O Departamento de Energia dos EUA selecionou cinco empresas, incluindo a Oklo, para transformar plutônio de arsenais nucleares da Guerra Fria em combustível para reatores avançados. O objetivo é gerar eletricidade para residências e gigantes da tecnologia como a Meta, reduzindo resíduos radioativos. Para os cidadãos, esta iniciativa representa um passo em direção a uma energia mais limpa e acessível, embora o processo técnico seja complexo e exija décadas de desenvolvimento.
Como funciona a conversão de plutônio em energia ⚛️
O processo envolve pegar plutônio próprio para armas, estabilizá-lo quimicamente e misturá-lo com urânio empobrecido para criar combustível de óxido misto.

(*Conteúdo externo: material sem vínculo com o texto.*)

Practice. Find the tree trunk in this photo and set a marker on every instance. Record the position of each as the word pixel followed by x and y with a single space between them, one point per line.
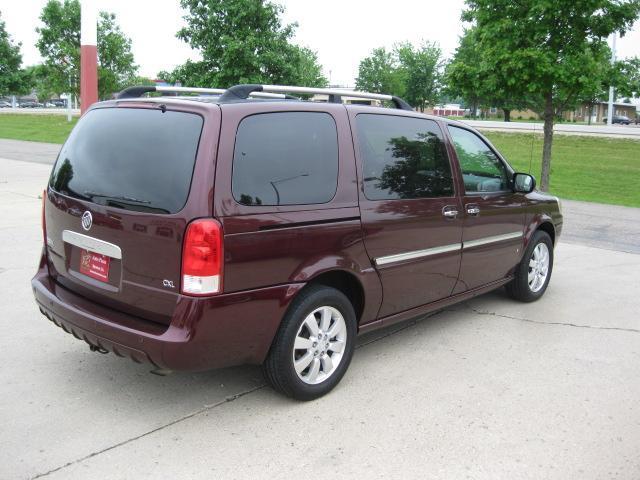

Este material será usado em reatores avançados de nêutrons rápidos, projetados para queimar isótopos de longa vida. A Oklo planeja instalar microrreatores modulares que operem com este combustível, gerando até 50 MWe por unidade. A tecnologia busca eliminar gradualmente o plutônio armazenado, reduzindo riscos de proliferação e resíduos nucleares.
De ogiva nuclear a carregador de celular, a jornada do plutônio 🔄
Assim, o mesmo plutônio que podia apagar uma cidade agora pode ligar sua geladeira ou carregar o celular do seu vizinho. Uma grande mudança de carreira para este elemento, que passa de o vilão do filme a um cidadão modelo que produz eletricidade. Mas não espere que ele chegue à sua casa amanhã: entre licenças, testes e papelada, talvez o plutônio se aposente antes de entrar na usina.